The 2025 federal estate tax exemption is $13,990,000 per individual. A married couple using an exemption trust correctly can shelter up to $27,980,000 from federal estate tax across both deaths.
Portability, enacted in 2010, lets a surviving spouse inherit the deceased spouse's unused exemption by filing a timely estate tax return. This seems to make exemption trusts redundant. In some situations, it does. But four planning advantages keep exemption trusts relevant even in the portability era.
The trust does not exist in any meaningful form during both spouses' lifetimes. It is created in the will or revocable living trust but only activates and receives assets when the first spouse dies.
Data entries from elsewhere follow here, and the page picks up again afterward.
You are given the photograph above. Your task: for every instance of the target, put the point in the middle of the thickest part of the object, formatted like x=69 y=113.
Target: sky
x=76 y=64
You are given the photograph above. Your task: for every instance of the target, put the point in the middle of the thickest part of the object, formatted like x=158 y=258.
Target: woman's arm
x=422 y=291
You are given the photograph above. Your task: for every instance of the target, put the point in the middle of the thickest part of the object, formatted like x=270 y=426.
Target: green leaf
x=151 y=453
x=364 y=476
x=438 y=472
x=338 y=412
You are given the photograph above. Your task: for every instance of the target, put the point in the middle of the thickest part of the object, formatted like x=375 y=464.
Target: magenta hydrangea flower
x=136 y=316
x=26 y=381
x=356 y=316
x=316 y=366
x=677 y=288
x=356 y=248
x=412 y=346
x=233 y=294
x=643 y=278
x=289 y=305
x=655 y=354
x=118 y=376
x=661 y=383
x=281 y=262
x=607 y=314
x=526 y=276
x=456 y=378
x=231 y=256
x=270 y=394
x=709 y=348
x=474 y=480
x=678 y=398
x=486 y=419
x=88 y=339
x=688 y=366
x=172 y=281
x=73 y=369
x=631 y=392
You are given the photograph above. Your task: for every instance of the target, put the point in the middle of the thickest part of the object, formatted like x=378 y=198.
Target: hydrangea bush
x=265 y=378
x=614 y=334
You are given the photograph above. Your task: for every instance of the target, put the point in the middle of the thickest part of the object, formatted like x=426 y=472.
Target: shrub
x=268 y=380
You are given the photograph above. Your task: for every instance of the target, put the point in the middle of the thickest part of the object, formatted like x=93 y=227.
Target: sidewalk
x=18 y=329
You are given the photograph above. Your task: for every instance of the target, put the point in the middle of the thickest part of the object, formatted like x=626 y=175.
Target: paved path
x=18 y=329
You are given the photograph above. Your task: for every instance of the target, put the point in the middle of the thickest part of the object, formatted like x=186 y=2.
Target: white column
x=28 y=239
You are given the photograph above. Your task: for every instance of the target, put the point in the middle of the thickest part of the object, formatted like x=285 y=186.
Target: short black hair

The executor funds the trust with assets equal to the deceased spouse's remaining exemption, typically by transferring specific assets or a fractional share of the estate.
Funding decisions matter. The executor should consider which assets have the highest growth potential for transfer into the trust, and which are better suited for the surviving spouse's direct ownership, where a step-up in basis at the second death would apply.
The elevated exemption of $13,990,000 per person is scheduled to expire after December 31, 2025 under the Tax Cuts and Jobs Act. Without congressional action, it falls to approximately $7,000,000 per person, adjusted for inflation, starting January 1, 2026. Couples whose combined estates could potentially exceed $14,000,000 in the future should review whether an exemption trust structure is properly drafted and funded before the sunset takes effect.